Does this problem exist only on atheros chipsets? A quick search on the madwifi mailing list didn't show me anything interesting. For the record, this is what my iwconfig -v shows:

iwconfig  Wireless-Tools version 28

          Compatible with Wireless Extension v11 to v20.

Kernel    Currently compiled with Wireless Extension v19.

ath0      Recommend Wireless Extension v13 or later,

          Currently compiled with Wireless Extension v19.

I'm not sure if it is useful or not, but just in case.

Eigenman

----------

## Daniel Tourde - Caelae.se

Same problems here:

gcc 4.1, glibc 2.4, kernel 2.6.16-r2, x86

madwifi: 0.1502-20060414

wpa_supplicant 0.5.2

=> Does not connect on my router at boot

gcc 3.4.5, glibc 2.3.5, kernel 2.6.15-r4, amd64

madwifi: 0.1502-20060414

wpa_supplicant 0.5.2

=> connect to the router at boot.

Strange to say the least...

Daniel

----------

## rjrooke

wpa_supplicant has started crashing (??not running when I lose connection) - I believe since upgrade to 5.2 - running atheros chips and amd64 here...

----------

## Monkeh

I have similiar issues, except the Atheros part in my case is my AP.

----------

## jarealist

I'm experiencing the same problem and I wonder if this could be the problem. Though i don't 

know how to fix it.

When I run "iwlist ath0 scan" I'm getting two (2) cells listed with my router address.  The

first one without an ESSID and the second one with the correct ESSID.  

iwlist ath0 scan

ath0      Scan completed :

          Cell 01 - Address: 00:09:5B:AD:83:E0

                    ESSID:""

                    Mode:Master

                    Frequency:2.412 GHz (Channel 1)

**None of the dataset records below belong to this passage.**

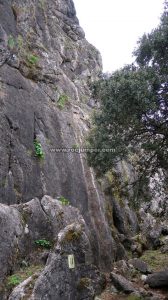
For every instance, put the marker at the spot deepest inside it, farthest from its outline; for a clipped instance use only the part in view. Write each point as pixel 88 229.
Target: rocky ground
pixel 40 237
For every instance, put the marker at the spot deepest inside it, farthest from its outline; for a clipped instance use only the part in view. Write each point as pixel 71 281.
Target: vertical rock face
pixel 46 66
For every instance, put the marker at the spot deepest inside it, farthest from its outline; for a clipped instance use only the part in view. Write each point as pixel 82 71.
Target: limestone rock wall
pixel 46 66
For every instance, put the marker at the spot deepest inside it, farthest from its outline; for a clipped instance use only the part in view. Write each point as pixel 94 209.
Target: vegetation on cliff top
pixel 133 117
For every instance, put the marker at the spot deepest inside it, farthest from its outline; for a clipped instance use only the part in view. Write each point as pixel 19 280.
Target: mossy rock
pixel 156 260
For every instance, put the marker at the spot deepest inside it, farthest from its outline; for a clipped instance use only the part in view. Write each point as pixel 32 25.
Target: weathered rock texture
pixel 45 68
pixel 66 230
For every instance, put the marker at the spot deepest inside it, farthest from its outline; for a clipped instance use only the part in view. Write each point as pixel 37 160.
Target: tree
pixel 133 115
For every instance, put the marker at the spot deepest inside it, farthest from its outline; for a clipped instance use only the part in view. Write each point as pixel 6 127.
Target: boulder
pixel 59 280
pixel 139 265
pixel 158 279
pixel 121 283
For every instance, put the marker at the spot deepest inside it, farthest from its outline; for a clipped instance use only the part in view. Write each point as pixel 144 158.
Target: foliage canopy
pixel 133 115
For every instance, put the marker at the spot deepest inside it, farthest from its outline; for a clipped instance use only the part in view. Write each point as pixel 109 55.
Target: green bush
pixel 11 42
pixel 43 243
pixel 14 280
pixel 62 101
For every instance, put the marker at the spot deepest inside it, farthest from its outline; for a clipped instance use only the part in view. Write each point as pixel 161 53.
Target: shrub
pixel 11 42
pixel 14 280
pixel 43 243
pixel 62 101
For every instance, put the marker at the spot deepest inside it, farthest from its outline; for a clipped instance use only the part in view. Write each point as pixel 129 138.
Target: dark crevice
pixel 12 85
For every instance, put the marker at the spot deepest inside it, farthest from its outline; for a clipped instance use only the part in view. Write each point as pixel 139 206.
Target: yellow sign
pixel 71 261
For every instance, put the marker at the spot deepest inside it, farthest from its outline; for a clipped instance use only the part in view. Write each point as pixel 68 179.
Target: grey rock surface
pixel 22 225
pixel 139 265
pixel 121 283
pixel 46 66
pixel 158 279
pixel 58 280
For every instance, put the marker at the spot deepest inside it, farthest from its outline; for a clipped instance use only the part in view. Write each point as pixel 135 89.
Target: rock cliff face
pixel 46 66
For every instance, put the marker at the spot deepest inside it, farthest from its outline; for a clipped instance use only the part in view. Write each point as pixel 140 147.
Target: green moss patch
pixel 156 260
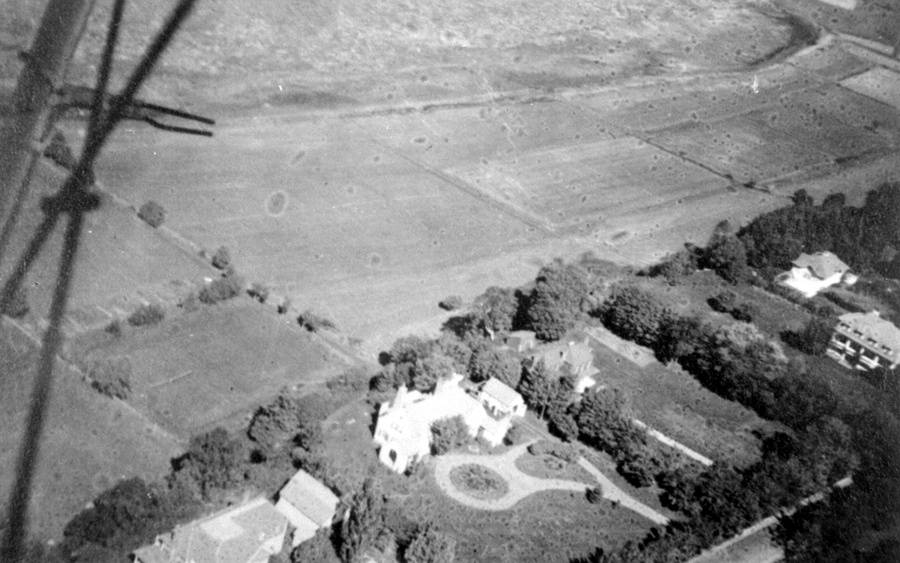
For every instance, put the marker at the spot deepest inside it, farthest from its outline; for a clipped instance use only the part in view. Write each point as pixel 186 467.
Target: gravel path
pixel 522 485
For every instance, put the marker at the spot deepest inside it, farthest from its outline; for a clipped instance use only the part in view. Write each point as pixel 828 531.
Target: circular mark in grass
pixel 479 482
pixel 276 203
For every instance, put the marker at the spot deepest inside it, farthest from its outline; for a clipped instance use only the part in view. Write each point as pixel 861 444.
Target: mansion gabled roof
pixel 873 331
pixel 822 264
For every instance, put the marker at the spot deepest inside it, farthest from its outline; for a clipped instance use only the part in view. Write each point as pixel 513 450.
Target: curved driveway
pixel 522 485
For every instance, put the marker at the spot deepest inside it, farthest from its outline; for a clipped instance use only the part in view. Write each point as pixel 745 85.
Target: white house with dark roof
pixel 307 504
pixel 248 533
pixel 501 399
pixel 811 273
pixel 865 341
pixel 403 430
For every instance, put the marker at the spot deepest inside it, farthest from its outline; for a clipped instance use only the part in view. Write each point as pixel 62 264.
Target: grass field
pixel 196 370
pixel 673 402
pixel 89 442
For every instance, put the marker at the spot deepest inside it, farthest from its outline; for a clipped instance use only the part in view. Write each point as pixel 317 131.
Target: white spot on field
pixel 845 4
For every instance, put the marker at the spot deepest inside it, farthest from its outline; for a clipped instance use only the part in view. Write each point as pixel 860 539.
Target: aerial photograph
pixel 449 281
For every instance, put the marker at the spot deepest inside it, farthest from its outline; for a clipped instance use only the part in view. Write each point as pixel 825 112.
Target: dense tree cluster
pixel 448 434
pixel 634 314
pixel 129 515
pixel 858 235
pixel 559 299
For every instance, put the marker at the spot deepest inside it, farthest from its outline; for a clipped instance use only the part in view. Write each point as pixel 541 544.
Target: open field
pixel 120 256
pixel 89 442
pixel 234 53
pixel 196 370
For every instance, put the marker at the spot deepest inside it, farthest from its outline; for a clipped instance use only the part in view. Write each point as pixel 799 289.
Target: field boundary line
pixel 465 187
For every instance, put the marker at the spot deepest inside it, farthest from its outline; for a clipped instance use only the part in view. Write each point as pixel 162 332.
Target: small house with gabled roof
pixel 811 273
pixel 501 399
pixel 248 533
pixel 307 504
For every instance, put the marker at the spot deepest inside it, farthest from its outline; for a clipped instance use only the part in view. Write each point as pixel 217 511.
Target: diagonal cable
pixel 74 199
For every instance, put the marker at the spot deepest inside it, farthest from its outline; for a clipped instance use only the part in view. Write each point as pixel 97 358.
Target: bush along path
pixel 522 485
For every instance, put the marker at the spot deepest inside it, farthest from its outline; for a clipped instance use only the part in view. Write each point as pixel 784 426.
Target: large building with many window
pixel 865 341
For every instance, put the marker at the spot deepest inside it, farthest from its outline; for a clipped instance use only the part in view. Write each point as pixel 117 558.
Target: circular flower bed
pixel 479 482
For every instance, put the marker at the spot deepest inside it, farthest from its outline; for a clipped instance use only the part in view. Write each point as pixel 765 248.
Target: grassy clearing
pixel 194 370
pixel 549 526
pixel 673 402
pixel 551 467
pixel 90 441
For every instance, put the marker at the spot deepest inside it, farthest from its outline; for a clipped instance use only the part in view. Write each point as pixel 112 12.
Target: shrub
pixel 313 322
pixel 515 435
pixel 259 292
pixel 18 305
pixel 59 152
pixel 723 301
pixel 222 258
pixel 220 289
pixel 745 312
pixel 566 452
pixel 448 434
pixel 431 546
pixel 111 377
pixel 114 328
pixel 147 315
pixel 451 303
pixel 152 213
pixel 562 425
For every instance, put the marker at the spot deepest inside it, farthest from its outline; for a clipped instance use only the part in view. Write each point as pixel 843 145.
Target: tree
pixel 447 434
pixel 801 198
pixel 495 362
pixel 563 424
pixel 431 546
pixel 365 521
pixel 558 300
pixel 408 349
pixel 728 258
pixel 289 420
pixel 152 213
pixel 604 419
pixel 222 258
pixel 537 387
pixel 679 337
pixel 147 315
pixel 221 289
pixel 675 267
pixel 430 370
pixel 318 549
pixel 18 305
pixel 496 308
pixel 215 461
pixel 634 314
pixel 111 376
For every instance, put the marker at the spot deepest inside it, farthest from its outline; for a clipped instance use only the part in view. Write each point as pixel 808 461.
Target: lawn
pixel 673 402
pixel 197 369
pixel 550 526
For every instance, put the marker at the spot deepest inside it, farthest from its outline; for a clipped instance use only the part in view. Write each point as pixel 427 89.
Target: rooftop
pixel 872 326
pixel 504 394
pixel 822 264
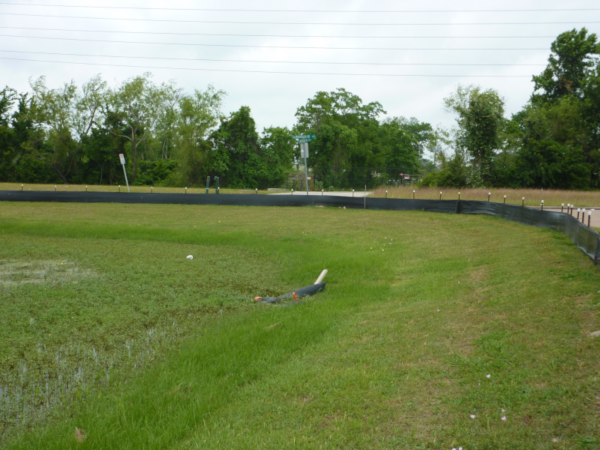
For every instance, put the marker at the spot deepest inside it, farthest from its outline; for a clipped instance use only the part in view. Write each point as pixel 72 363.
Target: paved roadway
pixel 336 194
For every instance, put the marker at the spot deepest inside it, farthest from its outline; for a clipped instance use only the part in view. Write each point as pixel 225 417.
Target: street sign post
pixel 303 140
pixel 122 158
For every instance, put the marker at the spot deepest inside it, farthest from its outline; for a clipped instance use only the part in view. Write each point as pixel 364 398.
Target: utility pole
pixel 305 156
pixel 303 140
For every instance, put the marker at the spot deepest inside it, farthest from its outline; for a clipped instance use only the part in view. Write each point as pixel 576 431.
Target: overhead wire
pixel 271 35
pixel 268 71
pixel 273 46
pixel 296 11
pixel 45 16
pixel 270 62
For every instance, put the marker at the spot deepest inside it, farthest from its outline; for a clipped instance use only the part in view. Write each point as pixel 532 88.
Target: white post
pixel 306 165
pixel 124 171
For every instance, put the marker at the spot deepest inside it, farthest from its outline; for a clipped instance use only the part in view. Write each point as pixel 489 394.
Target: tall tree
pixel 67 115
pixel 480 126
pixel 574 55
pixel 197 116
pixel 347 136
pixel 139 104
pixel 237 154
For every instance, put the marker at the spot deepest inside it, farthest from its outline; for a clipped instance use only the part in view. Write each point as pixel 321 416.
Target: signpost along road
pixel 122 158
pixel 303 140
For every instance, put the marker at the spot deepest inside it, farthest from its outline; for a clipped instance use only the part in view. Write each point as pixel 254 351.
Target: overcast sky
pixel 274 98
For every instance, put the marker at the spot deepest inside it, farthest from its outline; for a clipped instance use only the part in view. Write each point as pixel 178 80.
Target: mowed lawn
pixel 463 331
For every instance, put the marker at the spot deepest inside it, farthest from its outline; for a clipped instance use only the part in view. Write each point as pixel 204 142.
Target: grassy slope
pixel 371 363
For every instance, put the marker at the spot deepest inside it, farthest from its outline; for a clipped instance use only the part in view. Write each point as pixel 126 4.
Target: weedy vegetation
pixel 533 197
pixel 434 332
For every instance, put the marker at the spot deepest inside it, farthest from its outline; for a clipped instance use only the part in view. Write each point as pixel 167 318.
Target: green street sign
pixel 305 136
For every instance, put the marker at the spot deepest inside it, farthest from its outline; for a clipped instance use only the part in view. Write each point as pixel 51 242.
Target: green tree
pixel 348 136
pixel 139 104
pixel 67 115
pixel 277 148
pixel 403 143
pixel 237 154
pixel 480 126
pixel 574 56
pixel 196 118
pixel 551 140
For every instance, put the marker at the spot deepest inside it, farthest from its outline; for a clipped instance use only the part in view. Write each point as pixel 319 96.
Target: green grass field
pixel 428 341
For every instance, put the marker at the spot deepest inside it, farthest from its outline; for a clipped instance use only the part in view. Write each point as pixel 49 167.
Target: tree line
pixel 553 142
pixel 74 134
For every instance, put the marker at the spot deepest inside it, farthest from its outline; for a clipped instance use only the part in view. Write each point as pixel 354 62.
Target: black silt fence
pixel 585 238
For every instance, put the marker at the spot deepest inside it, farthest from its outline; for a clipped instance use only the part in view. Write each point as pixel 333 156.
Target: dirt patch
pixel 18 273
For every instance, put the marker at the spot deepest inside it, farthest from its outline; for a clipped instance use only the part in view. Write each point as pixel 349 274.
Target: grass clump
pixel 419 310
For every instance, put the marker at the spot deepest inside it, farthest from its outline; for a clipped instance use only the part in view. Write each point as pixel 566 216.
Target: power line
pixel 269 62
pixel 277 35
pixel 273 46
pixel 267 71
pixel 51 5
pixel 45 16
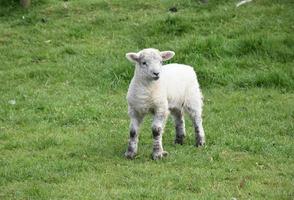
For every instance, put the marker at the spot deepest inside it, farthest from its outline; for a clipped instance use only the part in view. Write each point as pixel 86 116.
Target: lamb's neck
pixel 145 83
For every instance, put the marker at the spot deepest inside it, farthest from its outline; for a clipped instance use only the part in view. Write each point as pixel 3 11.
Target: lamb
pixel 162 89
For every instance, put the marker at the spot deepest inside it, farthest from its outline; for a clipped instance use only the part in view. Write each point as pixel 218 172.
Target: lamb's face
pixel 149 62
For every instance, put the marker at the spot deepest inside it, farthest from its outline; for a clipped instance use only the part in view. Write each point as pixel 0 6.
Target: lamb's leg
pixel 134 136
pixel 194 108
pixel 179 125
pixel 199 131
pixel 157 131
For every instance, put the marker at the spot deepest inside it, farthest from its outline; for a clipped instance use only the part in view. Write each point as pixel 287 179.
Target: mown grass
pixel 63 64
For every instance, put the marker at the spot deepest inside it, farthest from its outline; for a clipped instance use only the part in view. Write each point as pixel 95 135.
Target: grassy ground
pixel 63 113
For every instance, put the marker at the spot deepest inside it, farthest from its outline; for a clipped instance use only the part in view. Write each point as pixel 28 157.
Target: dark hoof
pixel 159 155
pixel 200 143
pixel 130 155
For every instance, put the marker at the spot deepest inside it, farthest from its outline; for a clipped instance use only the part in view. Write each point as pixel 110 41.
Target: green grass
pixel 63 63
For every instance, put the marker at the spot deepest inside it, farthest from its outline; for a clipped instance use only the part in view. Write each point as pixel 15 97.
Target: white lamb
pixel 160 89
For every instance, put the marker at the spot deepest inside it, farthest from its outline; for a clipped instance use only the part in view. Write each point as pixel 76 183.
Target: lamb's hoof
pixel 200 143
pixel 159 155
pixel 130 154
pixel 179 140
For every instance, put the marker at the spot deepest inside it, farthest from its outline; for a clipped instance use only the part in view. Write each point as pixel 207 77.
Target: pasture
pixel 63 112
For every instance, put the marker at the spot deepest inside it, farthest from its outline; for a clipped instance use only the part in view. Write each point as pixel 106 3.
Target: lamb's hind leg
pixel 134 135
pixel 157 131
pixel 194 108
pixel 179 125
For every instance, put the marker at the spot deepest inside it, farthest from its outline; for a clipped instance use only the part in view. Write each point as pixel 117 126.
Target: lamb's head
pixel 149 62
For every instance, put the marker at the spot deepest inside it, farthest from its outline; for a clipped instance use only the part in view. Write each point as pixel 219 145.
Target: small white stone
pixel 12 102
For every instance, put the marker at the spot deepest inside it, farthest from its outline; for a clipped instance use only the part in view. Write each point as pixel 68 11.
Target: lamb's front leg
pixel 134 135
pixel 157 131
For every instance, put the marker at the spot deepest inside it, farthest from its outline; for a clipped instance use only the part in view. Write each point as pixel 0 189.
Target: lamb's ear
pixel 133 57
pixel 166 55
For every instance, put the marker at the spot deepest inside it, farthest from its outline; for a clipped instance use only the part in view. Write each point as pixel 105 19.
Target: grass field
pixel 63 113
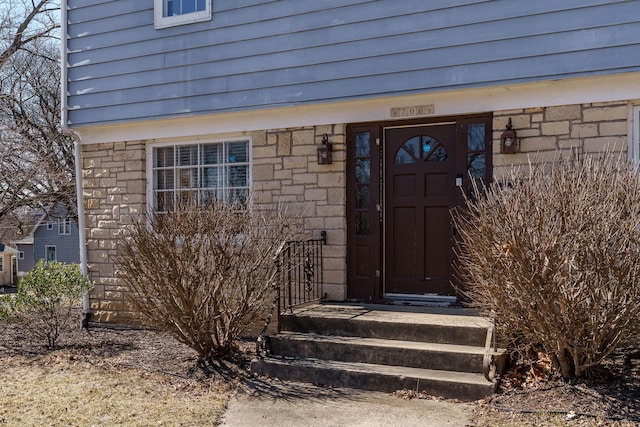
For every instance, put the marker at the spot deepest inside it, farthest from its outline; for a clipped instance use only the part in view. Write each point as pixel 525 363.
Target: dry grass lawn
pixel 108 378
pixel 37 392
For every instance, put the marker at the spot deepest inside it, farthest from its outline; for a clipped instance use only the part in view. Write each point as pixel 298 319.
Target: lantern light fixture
pixel 325 150
pixel 509 143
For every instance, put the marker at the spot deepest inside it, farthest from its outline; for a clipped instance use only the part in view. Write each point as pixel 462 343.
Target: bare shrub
pixel 204 274
pixel 554 254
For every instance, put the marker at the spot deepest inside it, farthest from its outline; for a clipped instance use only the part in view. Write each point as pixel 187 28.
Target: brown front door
pixel 403 181
pixel 420 189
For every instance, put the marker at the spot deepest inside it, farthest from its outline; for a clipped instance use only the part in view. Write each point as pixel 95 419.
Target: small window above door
pixel 422 148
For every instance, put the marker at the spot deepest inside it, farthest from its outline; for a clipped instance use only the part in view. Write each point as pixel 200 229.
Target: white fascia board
pixel 463 101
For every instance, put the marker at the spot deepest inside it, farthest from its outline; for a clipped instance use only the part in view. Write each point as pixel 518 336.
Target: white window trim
pixel 64 226
pixel 149 159
pixel 161 21
pixel 55 251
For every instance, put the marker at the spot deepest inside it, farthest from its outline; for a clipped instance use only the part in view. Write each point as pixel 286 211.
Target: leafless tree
pixel 36 158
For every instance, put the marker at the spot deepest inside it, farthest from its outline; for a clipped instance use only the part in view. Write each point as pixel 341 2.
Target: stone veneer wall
pixel 114 184
pixel 547 132
pixel 284 169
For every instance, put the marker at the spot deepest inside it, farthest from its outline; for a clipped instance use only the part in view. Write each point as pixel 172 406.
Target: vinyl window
pixel 200 173
pixel 168 13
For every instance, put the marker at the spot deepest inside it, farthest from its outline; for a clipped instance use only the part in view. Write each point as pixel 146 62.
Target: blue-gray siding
pixel 263 53
pixel 67 247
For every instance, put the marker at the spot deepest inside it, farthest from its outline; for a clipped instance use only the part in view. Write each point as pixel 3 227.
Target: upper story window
pixel 64 226
pixel 203 172
pixel 168 13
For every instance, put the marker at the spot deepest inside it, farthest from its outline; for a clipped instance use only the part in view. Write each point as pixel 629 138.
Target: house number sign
pixel 416 110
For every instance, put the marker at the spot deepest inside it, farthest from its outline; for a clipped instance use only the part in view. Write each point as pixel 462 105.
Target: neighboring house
pixel 214 98
pixel 54 237
pixel 7 265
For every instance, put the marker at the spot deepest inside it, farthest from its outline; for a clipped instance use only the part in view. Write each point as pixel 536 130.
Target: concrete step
pixel 378 351
pixel 444 326
pixel 459 385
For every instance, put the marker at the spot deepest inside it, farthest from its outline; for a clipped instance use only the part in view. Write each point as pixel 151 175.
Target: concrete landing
pixel 381 348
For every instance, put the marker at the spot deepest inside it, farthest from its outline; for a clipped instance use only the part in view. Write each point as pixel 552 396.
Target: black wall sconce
pixel 325 151
pixel 509 140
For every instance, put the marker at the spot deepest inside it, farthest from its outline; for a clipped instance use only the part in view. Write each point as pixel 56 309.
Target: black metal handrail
pixel 298 279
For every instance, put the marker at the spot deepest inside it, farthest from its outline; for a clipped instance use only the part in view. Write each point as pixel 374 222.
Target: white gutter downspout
pixel 86 308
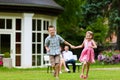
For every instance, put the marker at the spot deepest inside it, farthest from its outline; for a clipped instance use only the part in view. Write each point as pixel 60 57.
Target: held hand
pixel 48 49
pixel 73 47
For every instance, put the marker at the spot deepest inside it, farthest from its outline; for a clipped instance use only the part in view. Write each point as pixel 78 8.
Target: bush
pixel 109 57
pixel 6 55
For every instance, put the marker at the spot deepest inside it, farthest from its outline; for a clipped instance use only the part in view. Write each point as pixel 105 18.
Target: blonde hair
pixel 91 33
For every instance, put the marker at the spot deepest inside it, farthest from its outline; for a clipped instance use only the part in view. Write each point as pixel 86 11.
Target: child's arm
pixel 47 49
pixel 94 44
pixel 80 46
pixel 68 44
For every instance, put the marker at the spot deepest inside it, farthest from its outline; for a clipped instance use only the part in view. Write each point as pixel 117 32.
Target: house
pixel 23 28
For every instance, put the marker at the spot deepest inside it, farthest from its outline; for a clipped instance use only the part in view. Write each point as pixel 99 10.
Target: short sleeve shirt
pixel 54 44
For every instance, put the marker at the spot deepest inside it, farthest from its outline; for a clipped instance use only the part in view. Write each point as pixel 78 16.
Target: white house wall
pixel 26 38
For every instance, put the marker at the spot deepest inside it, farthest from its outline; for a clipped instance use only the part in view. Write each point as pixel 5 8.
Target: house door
pixel 5 43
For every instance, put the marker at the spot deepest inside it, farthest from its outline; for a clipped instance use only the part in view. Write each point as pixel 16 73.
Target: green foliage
pixel 6 55
pixel 80 16
pixel 99 28
pixel 68 21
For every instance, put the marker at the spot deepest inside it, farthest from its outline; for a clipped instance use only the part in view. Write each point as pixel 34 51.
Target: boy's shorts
pixel 54 59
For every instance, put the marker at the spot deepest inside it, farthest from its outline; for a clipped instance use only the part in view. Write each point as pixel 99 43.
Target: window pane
pixel 33 48
pixel 38 48
pixel 44 25
pixel 38 60
pixel 18 48
pixel 33 60
pixel 18 37
pixel 38 25
pixel 33 24
pixel 2 23
pixel 18 60
pixel 33 37
pixel 47 25
pixel 38 37
pixel 9 23
pixel 18 24
pixel 45 35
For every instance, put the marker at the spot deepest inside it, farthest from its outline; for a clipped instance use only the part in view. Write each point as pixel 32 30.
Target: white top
pixel 67 55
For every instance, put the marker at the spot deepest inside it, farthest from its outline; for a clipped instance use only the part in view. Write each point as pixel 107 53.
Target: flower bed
pixel 109 57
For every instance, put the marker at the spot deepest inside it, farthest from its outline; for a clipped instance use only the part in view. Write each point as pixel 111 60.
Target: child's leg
pixel 87 69
pixel 83 69
pixel 57 65
pixel 57 69
pixel 60 66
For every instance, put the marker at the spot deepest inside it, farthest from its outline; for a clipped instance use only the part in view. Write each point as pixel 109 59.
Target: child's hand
pixel 73 47
pixel 47 49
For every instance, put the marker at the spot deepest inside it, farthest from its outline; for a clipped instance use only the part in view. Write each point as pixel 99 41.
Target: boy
pixel 52 46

                    Quality=52/94  Signal level=-43 dBm  Noise level=-95 dBm

                    Encryption key:on

                    Bit Rates:1 Mb/s; 2 Mb/s; 5.5 Mb/s; 11 Mb/s; 6 Mb/s

                              9 Mb/s; 12 Mb/s; 18 Mb/s; 24 Mb/s; 36 Mb/s

                              48 Mb/s; 54 Mb/s

                    Extra:bcn_int=100

          Cell 02 - Address: 00:09:5B:AD:83:E0

                    ESSID:"***********"

                    Mode:Master

                    Frequency:2.412 GHz (Channel 1)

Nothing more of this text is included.